Although a substantial body of evidence suggests that large and old trees have reduced metabolic levels, the search for the causes behind this observation has proved elusive. The strong coupling between age and size, commonly encountered in the field, precludes the isolation of the potential causes. We used standard propagation techniques (grafting and air-layering) to decouple the effects of size from those of age in affecting leaf structure, biochemistry and physiology of two broadleaved trees, Acer pseudoplatanus (a diffuse-porous species) and Fraxinus excelsior (a ring-porous species). The first year after establishment of the propagated plants, some of the measurements suggested the presence of age-related declines in metabolism, while other measurements either did not show any difference or suggested variability across treatments not associated with either age or size.

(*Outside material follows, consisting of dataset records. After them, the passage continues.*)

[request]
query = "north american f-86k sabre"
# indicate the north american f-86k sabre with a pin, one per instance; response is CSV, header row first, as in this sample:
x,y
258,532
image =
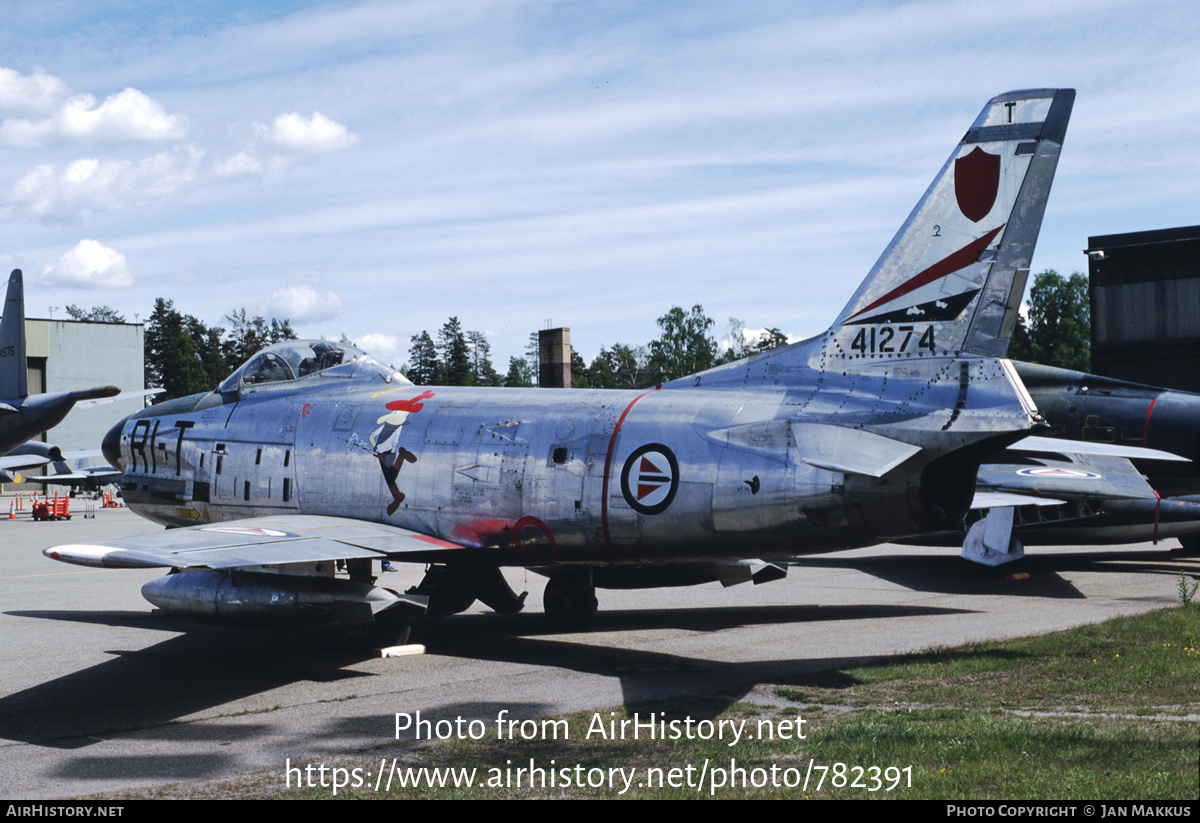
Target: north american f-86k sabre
x,y
313,452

During the second year after establishment, only one of the measured properties (specific leaf area) continued to show some evidence of an age-mediated decline (although much reduced compared to the field), whereas, for some properties (particularly for F. excelsior), even the opposite trend of age-related increases was apparent. We concluded that (1) our plants suffered from grafting shock during year 1 and they gradually recovered during year 2; (2) the results over 2 years do not support the statement that age directly mediates ageing in either species but instead suggest that size directly mediates ageing processes; and (3) neither shoots nor roots of A. pseudoplatanus showed any evidence of senescence.